Selim, the Shiekh's son, prepares to kill Ahmed to further avenge the Sheikh's death, and shoots him in the chest. The injured Ahmed pursuits Hassan, who reveals Riad killed the Sheikh, but is struck and killed by a train. Ahmed is escorted by the police to his home, where Salim awaits to kill him.

Saber is executed in the following morning. Amal, running from home after being harassed by Riad, tries to convince Ahmed to runaway and confess her feelings to him. Hiding in an ancient temple in the desert, Ahmed agrees to let Amal find help.

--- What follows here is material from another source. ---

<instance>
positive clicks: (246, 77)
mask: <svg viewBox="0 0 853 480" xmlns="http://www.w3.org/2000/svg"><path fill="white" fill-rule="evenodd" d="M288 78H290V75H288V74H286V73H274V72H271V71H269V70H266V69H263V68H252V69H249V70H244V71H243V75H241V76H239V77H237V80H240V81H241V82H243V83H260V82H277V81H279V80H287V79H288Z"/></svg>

She later discovers her father's involvement in Sheikh's death.

Followed to the temple, Amal reveals the truth to Ahmed, but is shot by Riad. Riad attempts to kill Ahmed, and Selim simultaneously holds Ahmed at gun point. Riad kills the Pasha, as he arrives in the temple and reveals the truth to Selim. Selim apologizes to Ahmed, and they both turn Riad over to the police. Ahmed and Amal embrace and walk off into the distance.

== Cast ==
- Faten Hamama as Amal
- Omar Sharif as Ahmed
- Zaki Rostom as Taher Pasha
- Abdel Waress Assar as Saber Abdul Salam, Ahmed's father
- Farid Shawqi as Ryiad
- Hamdy Gheith as Selim
- Abdel Ghani Qamar as Hassan
- Mansi Fahmy as the Sheikh

== Release ==
The film had its world premiere at the main competition of the 1954 Cannes Film Festival, under the name The Blazing Sky. It was a box office hit in the Soviet Union, where it sold 25.8 million tickets in 1956.

In 1996, during the Egyptian Cinema centennial, this film was selected as one of the 150 best Egyptian films.